The circle you will see in this catalogue, also fantastically appeared in many of their finished projects. Students painted on circular canvas shapes, textiles were sewn into painted circular sculptures and complex textured circles, also emerging in abstract paintings and collages.
At this time, it is important to note that this year’s graduating Drawing and Painting students of OCAD U have pulled through these challenging times our world is facing in the midst of the COVID-19 pandemic.
With their campus closing four weeks before they were to finish their year, the class was scattered across the globe; sequestered to makeshift at home studios with no chance to say goodbye or be in their final critique with one another.
In these hard times artists, who are the creators, problem-solvers, and future thinkers of our communities, are needed more than ever to ground us all. Artists will be the ones to navigate our new perspectives in life, giving us a vision into future and forward-thinking possibilities.

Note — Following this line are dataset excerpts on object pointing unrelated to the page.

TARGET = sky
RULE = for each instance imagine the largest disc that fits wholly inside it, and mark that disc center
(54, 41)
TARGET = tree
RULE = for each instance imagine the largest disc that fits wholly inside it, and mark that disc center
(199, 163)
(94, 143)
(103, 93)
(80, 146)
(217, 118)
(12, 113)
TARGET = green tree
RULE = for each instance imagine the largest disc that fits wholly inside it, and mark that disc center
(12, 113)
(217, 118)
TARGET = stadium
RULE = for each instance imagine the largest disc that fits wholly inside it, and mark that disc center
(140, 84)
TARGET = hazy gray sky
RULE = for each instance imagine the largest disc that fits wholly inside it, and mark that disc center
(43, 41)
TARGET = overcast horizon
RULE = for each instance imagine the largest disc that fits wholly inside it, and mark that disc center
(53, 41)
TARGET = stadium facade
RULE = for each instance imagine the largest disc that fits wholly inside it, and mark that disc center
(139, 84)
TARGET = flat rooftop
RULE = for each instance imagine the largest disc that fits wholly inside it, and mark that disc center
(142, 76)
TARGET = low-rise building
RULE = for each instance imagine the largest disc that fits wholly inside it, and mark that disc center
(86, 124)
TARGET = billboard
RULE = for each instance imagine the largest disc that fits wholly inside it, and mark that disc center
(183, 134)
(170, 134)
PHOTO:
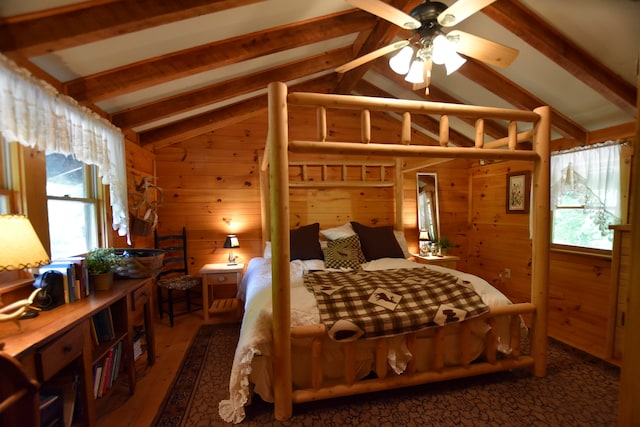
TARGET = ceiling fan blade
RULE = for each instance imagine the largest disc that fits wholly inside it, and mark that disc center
(371, 56)
(461, 10)
(384, 11)
(482, 49)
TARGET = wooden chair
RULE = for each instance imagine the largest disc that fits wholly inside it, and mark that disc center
(19, 399)
(174, 276)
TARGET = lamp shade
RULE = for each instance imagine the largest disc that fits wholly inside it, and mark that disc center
(20, 246)
(231, 242)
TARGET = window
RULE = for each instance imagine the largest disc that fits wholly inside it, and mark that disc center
(586, 195)
(73, 205)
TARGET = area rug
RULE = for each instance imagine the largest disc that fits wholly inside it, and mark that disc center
(579, 390)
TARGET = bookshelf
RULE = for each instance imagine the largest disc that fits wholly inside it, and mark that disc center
(61, 343)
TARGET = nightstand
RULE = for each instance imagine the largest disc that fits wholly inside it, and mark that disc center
(219, 289)
(448, 261)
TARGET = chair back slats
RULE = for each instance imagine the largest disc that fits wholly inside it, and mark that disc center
(175, 248)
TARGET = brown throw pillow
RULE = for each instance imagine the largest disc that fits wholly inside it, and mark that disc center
(304, 242)
(377, 242)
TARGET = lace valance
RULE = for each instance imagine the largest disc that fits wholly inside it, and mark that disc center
(34, 114)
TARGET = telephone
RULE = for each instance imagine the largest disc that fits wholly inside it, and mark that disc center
(52, 295)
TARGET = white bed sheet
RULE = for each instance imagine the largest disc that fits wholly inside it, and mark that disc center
(255, 335)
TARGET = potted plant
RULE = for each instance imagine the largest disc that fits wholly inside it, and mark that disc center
(100, 263)
(444, 244)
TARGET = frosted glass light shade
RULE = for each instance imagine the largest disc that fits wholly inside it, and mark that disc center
(416, 74)
(401, 61)
(454, 61)
(441, 48)
(20, 246)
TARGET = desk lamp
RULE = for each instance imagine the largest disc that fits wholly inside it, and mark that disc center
(20, 248)
(230, 243)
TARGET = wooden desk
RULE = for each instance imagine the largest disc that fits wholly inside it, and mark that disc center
(61, 337)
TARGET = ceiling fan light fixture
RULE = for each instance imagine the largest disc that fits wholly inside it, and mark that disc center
(416, 72)
(441, 49)
(453, 62)
(401, 61)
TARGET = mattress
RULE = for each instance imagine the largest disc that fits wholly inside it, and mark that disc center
(251, 371)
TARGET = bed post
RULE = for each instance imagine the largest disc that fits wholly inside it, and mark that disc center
(399, 186)
(281, 291)
(541, 241)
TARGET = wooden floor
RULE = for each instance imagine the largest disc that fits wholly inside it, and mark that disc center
(140, 409)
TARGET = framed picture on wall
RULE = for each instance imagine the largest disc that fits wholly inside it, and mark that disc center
(518, 192)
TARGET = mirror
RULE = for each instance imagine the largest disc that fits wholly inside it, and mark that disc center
(427, 200)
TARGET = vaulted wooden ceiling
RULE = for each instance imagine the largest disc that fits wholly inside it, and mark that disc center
(167, 71)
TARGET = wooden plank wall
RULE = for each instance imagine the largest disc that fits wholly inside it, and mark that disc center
(579, 284)
(211, 186)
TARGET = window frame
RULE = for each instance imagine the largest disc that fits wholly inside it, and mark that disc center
(95, 193)
(625, 180)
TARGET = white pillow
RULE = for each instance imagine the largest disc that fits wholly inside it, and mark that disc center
(340, 232)
(402, 241)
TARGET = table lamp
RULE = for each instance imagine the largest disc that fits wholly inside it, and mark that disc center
(230, 243)
(424, 240)
(20, 248)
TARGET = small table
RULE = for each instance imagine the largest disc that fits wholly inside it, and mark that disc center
(448, 261)
(223, 280)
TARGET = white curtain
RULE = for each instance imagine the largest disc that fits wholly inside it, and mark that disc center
(597, 167)
(34, 114)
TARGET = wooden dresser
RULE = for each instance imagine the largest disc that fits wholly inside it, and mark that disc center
(620, 287)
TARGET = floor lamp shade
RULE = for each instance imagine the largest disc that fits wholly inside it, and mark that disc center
(20, 246)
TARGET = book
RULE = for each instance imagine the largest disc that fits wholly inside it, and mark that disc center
(81, 273)
(97, 375)
(103, 323)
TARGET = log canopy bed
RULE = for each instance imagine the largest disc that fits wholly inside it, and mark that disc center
(487, 340)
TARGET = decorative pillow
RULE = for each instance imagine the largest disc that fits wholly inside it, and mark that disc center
(304, 243)
(336, 233)
(344, 253)
(377, 242)
(402, 241)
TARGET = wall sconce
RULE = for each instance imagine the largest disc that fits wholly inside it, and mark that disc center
(230, 243)
(20, 248)
(424, 240)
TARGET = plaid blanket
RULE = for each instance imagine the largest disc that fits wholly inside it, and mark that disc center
(369, 304)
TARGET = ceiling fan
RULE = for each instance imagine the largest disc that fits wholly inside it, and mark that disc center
(429, 44)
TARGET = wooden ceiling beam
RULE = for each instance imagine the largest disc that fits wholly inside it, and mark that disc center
(491, 127)
(515, 95)
(143, 74)
(227, 89)
(207, 122)
(427, 122)
(515, 17)
(381, 35)
(65, 27)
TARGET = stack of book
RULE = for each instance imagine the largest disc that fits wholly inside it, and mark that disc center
(75, 277)
(105, 372)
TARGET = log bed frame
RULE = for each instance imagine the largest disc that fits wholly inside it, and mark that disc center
(275, 184)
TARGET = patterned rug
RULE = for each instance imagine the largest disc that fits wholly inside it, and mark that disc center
(579, 390)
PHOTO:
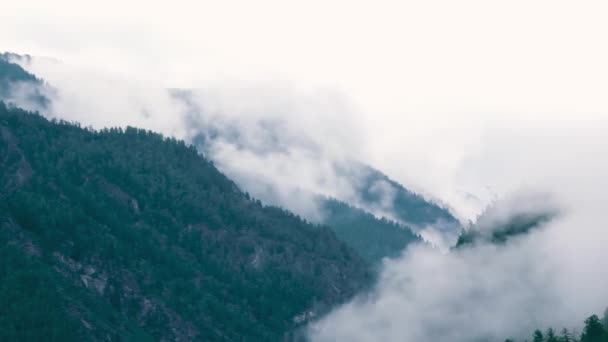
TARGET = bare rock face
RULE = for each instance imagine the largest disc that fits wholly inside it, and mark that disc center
(128, 235)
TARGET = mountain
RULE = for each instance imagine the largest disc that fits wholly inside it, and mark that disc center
(127, 235)
(508, 219)
(373, 238)
(19, 86)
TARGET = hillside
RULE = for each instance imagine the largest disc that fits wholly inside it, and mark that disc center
(124, 234)
(373, 238)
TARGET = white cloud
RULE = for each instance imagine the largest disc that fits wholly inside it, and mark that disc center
(463, 101)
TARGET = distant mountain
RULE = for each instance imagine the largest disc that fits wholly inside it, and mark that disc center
(18, 86)
(126, 235)
(384, 216)
(374, 238)
(508, 219)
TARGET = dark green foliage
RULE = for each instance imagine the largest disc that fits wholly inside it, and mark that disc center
(124, 234)
(371, 237)
(500, 233)
(13, 75)
(593, 331)
(407, 206)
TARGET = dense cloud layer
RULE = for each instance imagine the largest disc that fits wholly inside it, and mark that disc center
(465, 102)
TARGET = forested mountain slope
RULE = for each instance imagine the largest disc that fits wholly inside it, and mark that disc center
(124, 234)
(373, 238)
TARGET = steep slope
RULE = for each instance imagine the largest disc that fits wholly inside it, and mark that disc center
(508, 219)
(373, 238)
(19, 86)
(378, 192)
(126, 234)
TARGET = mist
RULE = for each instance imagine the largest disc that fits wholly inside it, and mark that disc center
(468, 104)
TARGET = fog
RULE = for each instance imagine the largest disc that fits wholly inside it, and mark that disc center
(468, 103)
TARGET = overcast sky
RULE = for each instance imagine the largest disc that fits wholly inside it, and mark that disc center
(427, 78)
(463, 101)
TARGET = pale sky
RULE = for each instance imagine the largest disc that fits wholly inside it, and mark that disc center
(427, 77)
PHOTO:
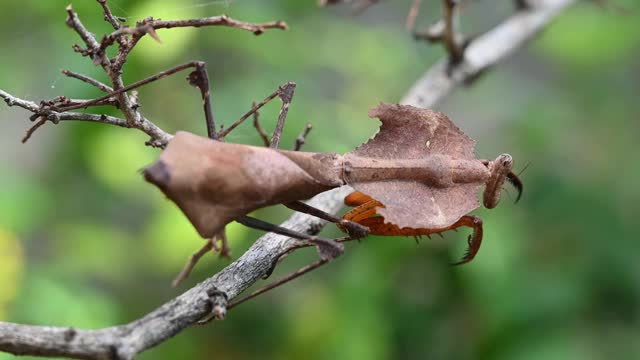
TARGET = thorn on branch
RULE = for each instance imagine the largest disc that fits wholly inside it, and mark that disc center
(108, 16)
(256, 124)
(218, 304)
(445, 31)
(88, 80)
(32, 129)
(300, 140)
(410, 24)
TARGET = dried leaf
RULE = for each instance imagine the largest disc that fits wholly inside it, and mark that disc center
(214, 182)
(408, 132)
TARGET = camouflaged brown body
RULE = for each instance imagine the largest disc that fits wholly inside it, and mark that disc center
(419, 165)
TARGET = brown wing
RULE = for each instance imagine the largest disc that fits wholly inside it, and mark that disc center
(408, 132)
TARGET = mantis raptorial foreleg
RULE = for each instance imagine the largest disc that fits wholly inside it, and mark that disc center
(365, 214)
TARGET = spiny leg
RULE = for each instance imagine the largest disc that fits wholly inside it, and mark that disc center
(365, 214)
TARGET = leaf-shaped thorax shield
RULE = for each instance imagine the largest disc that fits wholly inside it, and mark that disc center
(419, 165)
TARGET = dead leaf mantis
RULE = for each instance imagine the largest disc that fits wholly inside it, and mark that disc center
(417, 176)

These are the qualities that the 2020 Graduating Artists have presented us. Through their talents, persistence, and incontestable hard work, they are pushing us through 2020 with a deeper understanding of the world we live in. Their work challenges us all to move forward globally in unity and with the utmost empathy.
This catalogue celebrates these diverse creators from different perspectives of life, who look at the world in a critical lens beyond gender, ability, race, nationalities, age, and the possible unknown horizon, as they come full circle to the end of their undergrad and into their new lives as emerging artists.
Ilene Sova – Ada Slaight Chair of Contemporary Drawing and Painting Julius Manapul – Associate Chair of Contemporary Drawing and Painting
GRAD EX 2020 Introductory Essay from the Students of Drawing and Painting
af-fin-i-ty (noun) A collection of relationships to others, space, and objects. The spontaneous moment of empathy towards someone or something.
“Bound in a building with an affinity to the land, the studio and our peers.”
Countless hours of research and production have been applied in the short eight months of the 2019-2020 year. We have been constantly learning and working towards our final art pieces but we have not gotten to this point alone. Our peers have generously gifted a helping hand whenever it was needed. Never hesitating to respond with feedback and lacking the fear of honesty because growth in an artwork has always been the priority. Affinity has been a major theme in our discussions this year, along with the symbol of the circle. We connect the circle with reciprocity, our orbital energies being released from ourselves and returning with other collective opinions. We have seen this come through in the recent events of COVID-19 and the impacts it has had on our graduating class. But we are profoundly reminded of how important our community is in this moment and how leaning on each other for support, guidance and love is key to maintaining a new sense of normal.
We acknowledge the privilege of being able to create in this institution. We acknowledge the privilege of access to the history of the building and the land. We acknowledge the privilege of gathering in this space and time and interacting with all the individuals who have influenced our art in positive ways. We acknowledge the ancestral and traditional territories of the Mississaugas of the Credit, the Haudenosaunee, the Anishinaabe, and the Huron-Wendat, who are the original owners and custodians of the land on which we stand and create.